Food Chaining: The Proven 6-Step Plan to Stop Picky Eating, Solve Feeding Problems, and Expand Your Child’s Diet. By Cheryl Fraker, CCC-SLP, CLC; Mark Fishbein, MD; Sibyl Cox, RD, LD, CLC; and Laura Walbert, CCC-SLP, CLC. Marlowe & Company/Da Capo. $15.95.
First, work your way through the bewildering array of degrees possessed by the four authors, from medical doctor to registered dietitian to certified lactation consultant. Then realize that their prescriptions for ending picky eating and expanding children’s food choices are not quite as universally applicable as they claim. At that point, you will find Food Chaining a useful, clearly written book that is worth trying with any child whose health is endangered by a reluctance to go beyond a few favored foods.
Food Chaining offers an attractive (and deceptively simple) approach to expanding a child’s food choices. Start with the core diet of foods the child eats reliably anywhere, the authors advise. Then do flavor mapping, evaluating each type of flavor that your child accepts (forms in the back of the book help parents do this). Next, engage in flavor masking by using a sauce or condiment to conceal the taste of a new food from your child. The idea is to decrease the amount of masking over time, letting your child gradually get used to the new food until the extra flavoring is no longer necessary. You can also use transitional foods to encourage a child to try new ones – say, giving him or her a bite of a favorite food between bites of a new one. Also useful are surprise foods, offered about once a week and significantly different from the child’s core diet.
Because of the very different specialties of the four authors, Food Chaining approaches the picky-eating problem from a variety of perspectives. Cheryl Fraker and Laura Walbert are pediatric speech pathologists and lactation consultants; Mark Fishbein is a pediatric gastroenterologist; and Sibyl Cox is a pediatric dietician. One thing this collaboration produces is numerous “Did You Know?” boxes that include information not covered in the main text but often very useful to parents. For example, “Spoons with a shallow bowl or a soft but firm bowl often work best for children who have sensory issues or gag easily.” This and other brief items show just how many angles there are to the picky-eating issue – and how many approaches a parent can use to try to overcome it. And that is, unfortunately, a weakness in the book. Like many other well-researched, intelligently written books intended to help parents handle a specific aspect of child-rearing, Food Chaining makes the implicit assumption that parents have plenty of time to try its various approaches after carefully analyzing the circumstances facing their particular picky-eating situation.

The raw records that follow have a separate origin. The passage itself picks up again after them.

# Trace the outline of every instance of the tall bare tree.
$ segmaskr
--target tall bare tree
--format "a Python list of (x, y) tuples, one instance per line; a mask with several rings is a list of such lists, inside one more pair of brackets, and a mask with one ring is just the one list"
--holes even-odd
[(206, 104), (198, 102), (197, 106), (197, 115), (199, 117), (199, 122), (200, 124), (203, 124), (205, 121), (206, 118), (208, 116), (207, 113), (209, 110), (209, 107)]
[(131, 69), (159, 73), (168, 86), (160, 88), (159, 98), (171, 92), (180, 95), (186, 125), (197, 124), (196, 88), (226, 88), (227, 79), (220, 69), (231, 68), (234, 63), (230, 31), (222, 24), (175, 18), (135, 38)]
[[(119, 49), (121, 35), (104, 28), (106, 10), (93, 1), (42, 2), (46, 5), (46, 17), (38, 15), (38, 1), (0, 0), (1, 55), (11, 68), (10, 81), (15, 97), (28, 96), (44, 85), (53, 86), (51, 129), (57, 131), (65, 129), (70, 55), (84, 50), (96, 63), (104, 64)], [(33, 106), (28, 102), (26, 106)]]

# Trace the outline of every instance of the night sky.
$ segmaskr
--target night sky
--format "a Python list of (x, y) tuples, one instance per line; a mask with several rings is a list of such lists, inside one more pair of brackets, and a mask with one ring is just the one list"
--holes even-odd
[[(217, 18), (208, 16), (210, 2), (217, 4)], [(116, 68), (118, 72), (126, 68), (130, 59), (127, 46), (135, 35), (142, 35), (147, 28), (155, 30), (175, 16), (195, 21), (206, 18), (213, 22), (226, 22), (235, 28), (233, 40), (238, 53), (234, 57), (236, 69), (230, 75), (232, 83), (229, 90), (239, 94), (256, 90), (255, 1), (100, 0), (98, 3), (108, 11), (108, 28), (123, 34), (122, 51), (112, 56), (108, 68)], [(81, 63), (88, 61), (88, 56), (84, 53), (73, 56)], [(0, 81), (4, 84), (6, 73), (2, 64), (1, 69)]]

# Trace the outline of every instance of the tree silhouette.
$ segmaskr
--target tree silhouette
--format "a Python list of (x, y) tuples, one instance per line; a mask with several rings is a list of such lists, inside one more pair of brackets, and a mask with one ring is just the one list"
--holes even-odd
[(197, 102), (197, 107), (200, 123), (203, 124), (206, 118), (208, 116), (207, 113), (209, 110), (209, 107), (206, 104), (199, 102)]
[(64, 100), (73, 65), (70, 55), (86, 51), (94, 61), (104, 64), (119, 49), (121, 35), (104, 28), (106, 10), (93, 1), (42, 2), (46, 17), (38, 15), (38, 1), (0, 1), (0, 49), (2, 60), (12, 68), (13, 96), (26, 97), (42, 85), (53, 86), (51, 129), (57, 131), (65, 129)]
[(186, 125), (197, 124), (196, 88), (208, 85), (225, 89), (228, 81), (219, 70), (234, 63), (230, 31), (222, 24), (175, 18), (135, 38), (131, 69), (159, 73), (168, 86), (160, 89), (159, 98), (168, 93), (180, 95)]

This is simply unrealistic for most families; indeed, it is arguable that in the vast majority of cases, trying to follow the multiple recommendations in a 400-page book (or even reading the book cover to cover) will be beyond the capability of parents. Indeed, at a certain level, the depth and extensiveness of Food Chaining represents overkill for a problem that, in the vast majority of children, goes away on its own. Parents would be well advised to let kids eat their favored foods for a while – commensurate with their health, of course – and perhaps then, if children stay with those foods and only those foods for a time that seems long to the family pediatrician, consider the basic “food chain” plan of this book. Food Chaining calls itself “The Kid-Tested Solution for Stress-Free Mealtimes,” but sometimes all that’s needed to reduce stress is for parents to lighten up a little and not become too intensely concerned about a child’s eating habits.